Le CNS n'envisage pas la même voie que celle empruntée en Irak et qui n'a pas marché, c'est-à-dire une « débaasification » de la Syrie. Le parti Baas a contrôlé de nombreux secteurs de la société et on ne doit pas renouveler les erreurs commises ailleurs. Ceux de ses membres qui ont pris part aux exactions du régime seront bien évidemment jugés. En revanche, le parti en tant que tel pourra continuer à vivre dans une Syrie démocratique. C'est également vrai pour les organismes de sécurité auxquels de nombreux Syriens ont été forcés de collaborer. Il faut un programme pour les réintégrer.
Nous avons un dicton, en Syrie, qui dit qu'on ne peut pas nettoyer le sang avec du sang mais avec de l'eau. C'est sans doute la raison pour laquelle nous envisageons de confier une responsabilité au vice-président actuel. Ce que nous voulons aujourd'hui c'est de mettre fin aux assassinats et aux massacres, c'est que soient respectées les aspirations du peuple syrien. Pour nous, celui qui prendra les rênes de la Syrie devra être une personnalité de consensus et engagée envers les principes de la révolution. Chacun aura à jouer un rôle en fonction de ses compétences.
En ce qui concerne les sanctions, elles ont eu des résultats. Toutefois, le régime actuel obtient ce qu'il veut via l'Irak et le Liban. L'Iran lui fournit argent et combattants. Les gardiens de la révolution l'ont eux-mêmes reconnu.
En dépit des sanctions qui tardent à avoir des effets, le régime continue de bombarder le peuple et de commettre des atrocités tels des viols ou des massacres. J'ai fait une tournée dans les camps de réfugiés.
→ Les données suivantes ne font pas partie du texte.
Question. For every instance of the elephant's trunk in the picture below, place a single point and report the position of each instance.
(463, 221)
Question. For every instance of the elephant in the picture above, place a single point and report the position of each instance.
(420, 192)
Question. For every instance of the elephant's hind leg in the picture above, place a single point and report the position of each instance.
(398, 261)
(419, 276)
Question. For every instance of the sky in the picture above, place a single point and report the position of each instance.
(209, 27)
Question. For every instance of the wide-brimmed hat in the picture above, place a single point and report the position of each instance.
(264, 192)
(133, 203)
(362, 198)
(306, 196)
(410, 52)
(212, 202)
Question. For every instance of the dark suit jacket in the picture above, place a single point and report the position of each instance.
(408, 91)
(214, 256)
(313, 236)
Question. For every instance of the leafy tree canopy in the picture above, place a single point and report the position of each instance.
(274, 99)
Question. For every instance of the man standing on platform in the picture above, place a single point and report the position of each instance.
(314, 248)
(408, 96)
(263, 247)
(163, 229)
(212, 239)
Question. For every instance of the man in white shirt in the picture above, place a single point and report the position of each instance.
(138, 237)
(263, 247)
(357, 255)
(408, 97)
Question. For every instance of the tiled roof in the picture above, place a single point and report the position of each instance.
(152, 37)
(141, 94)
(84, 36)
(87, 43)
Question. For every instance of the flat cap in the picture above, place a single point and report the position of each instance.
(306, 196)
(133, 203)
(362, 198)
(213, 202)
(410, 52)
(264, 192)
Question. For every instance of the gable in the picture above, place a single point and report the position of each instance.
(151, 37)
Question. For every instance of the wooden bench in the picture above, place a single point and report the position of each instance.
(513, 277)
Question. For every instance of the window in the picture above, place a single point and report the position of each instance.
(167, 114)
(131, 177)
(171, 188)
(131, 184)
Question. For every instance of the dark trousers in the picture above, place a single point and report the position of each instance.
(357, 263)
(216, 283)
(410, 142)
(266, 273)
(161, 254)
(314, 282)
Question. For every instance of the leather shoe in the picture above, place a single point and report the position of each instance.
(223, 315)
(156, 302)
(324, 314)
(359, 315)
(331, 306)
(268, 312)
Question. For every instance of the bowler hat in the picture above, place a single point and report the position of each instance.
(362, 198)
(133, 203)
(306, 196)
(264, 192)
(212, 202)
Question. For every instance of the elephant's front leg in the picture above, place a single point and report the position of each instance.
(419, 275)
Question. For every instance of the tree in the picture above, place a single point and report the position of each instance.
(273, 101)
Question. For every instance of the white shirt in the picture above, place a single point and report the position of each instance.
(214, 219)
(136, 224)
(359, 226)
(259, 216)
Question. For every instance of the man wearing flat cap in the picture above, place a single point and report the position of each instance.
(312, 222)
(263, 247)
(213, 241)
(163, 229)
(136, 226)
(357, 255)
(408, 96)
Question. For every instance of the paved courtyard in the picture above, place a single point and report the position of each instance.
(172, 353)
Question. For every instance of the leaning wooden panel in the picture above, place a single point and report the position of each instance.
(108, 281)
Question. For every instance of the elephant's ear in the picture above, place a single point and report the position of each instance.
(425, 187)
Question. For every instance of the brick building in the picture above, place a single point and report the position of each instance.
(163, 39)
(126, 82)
Un vieil homme m'a pris dans ses bras et, en larmes, m'a raconté une scène ou un vieillard de 85 ans fut brûlé vif devant tout le monde. Une enfant, originaire de Azaz, m'a dit, avec ses mots, que le criminel Bachar avait détruit sa maison.
En ce qui concerne le Conseil de sécurité, je suis allé en Russie. J'ai vu Lavrov et je lui ai dit que des Syriens étaient aujourd'hui tués par des armes russes. Il m'a dit que la Russie condamnait cela mais je lui ai répondu que cela ne suffisait pas. Je l'ai d'ailleurs répété à Bogdanov, à Paris. Je lui ai dit que j'avais beaucoup lu les oeuvres russes et que son pays devait désormais être à la hauteur de sa littérature. Je lui ai dit que la Russie couvrait un régime assassin. J'espère que la position des Russes va changer. Nous sommes ouverts au dialogue, mais le sang syrien ne doit pas continuer à couler.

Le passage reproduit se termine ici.